"One of the real benefits about where we're at right now is just the fact that we have unmasked some depth, and once you start peeling depth away, it's not there anymore," Dipoto said. "Raul has a track record. He has done this before. He has gone through cold spells, and he has gotten hot. There's nobody here who believes Raul has had his last good days in the big leagues."
The Angels' current dilemma, no doubt, is a good one.
Efren Navarro, Grant Green, C.J. Cron and Luis Jimenez have come up from Triple-A and contributed in the past few weeks, and now several key position players are on the verge of being activated from the disabled list.
Third baseman David Freese (non-displaced fracture in right middle finger) and right fielder Kole Calhoun (sprained right ankle) are deep into their rehab assignments with Triple-A Salt Lake and could be back within the next couple of days.

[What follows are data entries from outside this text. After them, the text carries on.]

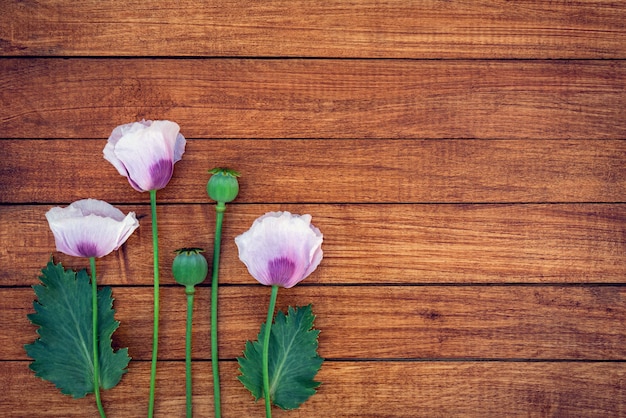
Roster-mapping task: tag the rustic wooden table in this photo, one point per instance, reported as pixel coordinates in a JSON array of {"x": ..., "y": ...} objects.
[{"x": 466, "y": 162}]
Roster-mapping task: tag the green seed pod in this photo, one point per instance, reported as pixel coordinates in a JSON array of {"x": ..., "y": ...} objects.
[
  {"x": 190, "y": 267},
  {"x": 223, "y": 185}
]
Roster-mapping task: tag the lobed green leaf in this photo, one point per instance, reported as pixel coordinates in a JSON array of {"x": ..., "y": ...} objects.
[
  {"x": 62, "y": 354},
  {"x": 293, "y": 359}
]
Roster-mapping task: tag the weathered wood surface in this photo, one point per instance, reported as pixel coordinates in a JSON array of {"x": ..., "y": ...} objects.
[
  {"x": 269, "y": 98},
  {"x": 466, "y": 162},
  {"x": 364, "y": 244},
  {"x": 333, "y": 28},
  {"x": 355, "y": 389},
  {"x": 429, "y": 322},
  {"x": 335, "y": 171}
]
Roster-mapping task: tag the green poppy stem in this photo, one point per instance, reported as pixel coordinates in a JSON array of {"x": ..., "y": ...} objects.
[
  {"x": 189, "y": 290},
  {"x": 220, "y": 208},
  {"x": 94, "y": 327},
  {"x": 155, "y": 334},
  {"x": 266, "y": 353}
]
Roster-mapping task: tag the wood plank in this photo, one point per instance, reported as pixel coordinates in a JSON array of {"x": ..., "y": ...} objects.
[
  {"x": 244, "y": 98},
  {"x": 336, "y": 171},
  {"x": 383, "y": 322},
  {"x": 364, "y": 244},
  {"x": 350, "y": 389},
  {"x": 333, "y": 28}
]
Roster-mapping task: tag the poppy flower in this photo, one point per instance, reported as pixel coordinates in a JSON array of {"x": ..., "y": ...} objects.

That would presumably lead to Jimenez (a right-handed-hitting third baseman) and Navarro (a left-handed hitter currently playing corner outfield) being optioned.
But next week, when left fielder Josh Hamilton (surgery on left thumb) and third baseman Ian Stewart (left hand contusion) are projected to return, is when things could get interesting.
The Angels would then conceivably have to make a decision between Green, a right-handed hitter who can play up to four positions, and Cron, the slugging prospect who can spell Albert Pujols by playing first base and can be a right-handed-hitting complement to Ibanez at DH.
Stewart, who has batted .176 and struck out 31 times in 24 games, can be optioned to Triple-A.
"We're finally seeing the light at the end of the tunnel in getting guys back," Dipoto said. "And the guys who have come up and chipped in have done such a great job that it makes it tough to have conversations. But my goodness, when you look at the way the roster has been stacked, it's been fun."
Ibanez, 41, has a .148/.268/.269 slash line in his first 36 games, but he posted only a .511 OPS in April last season and turned it around shortly thereafter, with a 1.031 OPS in May. The Angels believe he can do the same now.
"To be fair, you bring a guy in, you remain patient with him, you give him his opportunity," Dipoto said. "Raul wasn't brought in to jam into the four-hole and hit cleanup for a month. It hasn't been a great six weeks for him. We'll get him where he needs to be."